The Metro Bank chain of stores applauded the signs of a “gradual return to normalcy” as lending remained flat in the third quarter.
The group revealed loans of £ 12.3 billion for the three months to the end of September, holding up the previous quarter.
But lending has remained lower year over year – down 18% – after selling its residential mortgage portfolio to NatWest for £ 3bn in February as it seeks to focus on specialty mortgages and unsecured loans.
The group has not taken advantage of the increase in mortgages enjoyed by rivals amid the boom in the real estate market supported by relief in stamp duty and changing demands.
Metro Bank said it was seeing improvements in its loan portfolio and was benefiting from the transition to more profitable loan types.
But that progress was offset by the offloading of residential mortgages, as well as initial repayments of coronavirus rebound loans among small business clients.
Deposits grew 5% year-over-year, but fell 1% from the previous quarter to £ 16.4bn, moving from a high-cost fixed maturity to growing accounts current and instant access balances.
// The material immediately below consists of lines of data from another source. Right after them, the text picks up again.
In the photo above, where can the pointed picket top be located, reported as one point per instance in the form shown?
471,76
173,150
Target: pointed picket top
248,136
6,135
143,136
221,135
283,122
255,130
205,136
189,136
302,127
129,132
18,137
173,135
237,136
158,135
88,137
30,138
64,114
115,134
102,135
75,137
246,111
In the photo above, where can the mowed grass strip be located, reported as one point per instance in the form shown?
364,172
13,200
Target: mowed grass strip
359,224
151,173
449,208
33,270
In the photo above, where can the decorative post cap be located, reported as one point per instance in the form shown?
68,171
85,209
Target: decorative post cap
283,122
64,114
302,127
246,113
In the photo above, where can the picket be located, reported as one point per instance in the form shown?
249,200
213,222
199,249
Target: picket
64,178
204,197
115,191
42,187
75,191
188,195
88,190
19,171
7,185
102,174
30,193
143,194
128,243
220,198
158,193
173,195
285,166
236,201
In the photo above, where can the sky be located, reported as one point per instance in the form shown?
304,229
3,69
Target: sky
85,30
Metro Bank Managing Director Daniel Frumkin said: “We are seeing signs of a gradual return to normalcy and have adopted a hybrid way of working for office colleagues.
“We remain focused on executing our plans and returning the bank to profitable and sustainable growth.”
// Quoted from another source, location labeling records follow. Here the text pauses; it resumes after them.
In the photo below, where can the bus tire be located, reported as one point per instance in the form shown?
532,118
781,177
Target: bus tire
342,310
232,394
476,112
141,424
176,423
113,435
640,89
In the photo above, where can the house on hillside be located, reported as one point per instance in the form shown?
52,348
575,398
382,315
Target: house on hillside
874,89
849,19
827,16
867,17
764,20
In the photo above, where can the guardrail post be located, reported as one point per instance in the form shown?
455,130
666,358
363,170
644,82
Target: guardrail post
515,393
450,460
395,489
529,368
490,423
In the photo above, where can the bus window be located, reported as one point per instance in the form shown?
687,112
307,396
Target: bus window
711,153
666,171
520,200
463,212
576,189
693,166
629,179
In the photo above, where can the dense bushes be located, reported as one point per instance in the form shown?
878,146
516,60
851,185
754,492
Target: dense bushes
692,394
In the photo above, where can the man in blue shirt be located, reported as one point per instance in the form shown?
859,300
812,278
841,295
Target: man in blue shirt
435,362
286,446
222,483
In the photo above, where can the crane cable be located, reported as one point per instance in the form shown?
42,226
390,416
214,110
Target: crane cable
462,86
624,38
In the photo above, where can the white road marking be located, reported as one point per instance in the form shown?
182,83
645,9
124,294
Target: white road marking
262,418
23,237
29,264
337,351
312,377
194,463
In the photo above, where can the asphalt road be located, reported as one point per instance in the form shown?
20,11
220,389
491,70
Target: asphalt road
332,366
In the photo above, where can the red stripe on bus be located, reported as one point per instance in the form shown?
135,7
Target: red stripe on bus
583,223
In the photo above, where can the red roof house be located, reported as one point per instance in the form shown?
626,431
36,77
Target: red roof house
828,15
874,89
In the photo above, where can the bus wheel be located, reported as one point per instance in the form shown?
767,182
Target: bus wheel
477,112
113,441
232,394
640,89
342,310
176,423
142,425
Interim figures for July showed Metro Bank cut its pre-tax losses by around £ 100million, although it remained in the red by just under £ 139million in the first six months of the year.
Liberum analyst Shailesh Raikundlia was not impressed with the Q3 update.
The banking expert said: “Given the strong growth in the broader sector and our expectation of continued second half loan growth for Metro Bank, we see this update as a bit of a disappointment.”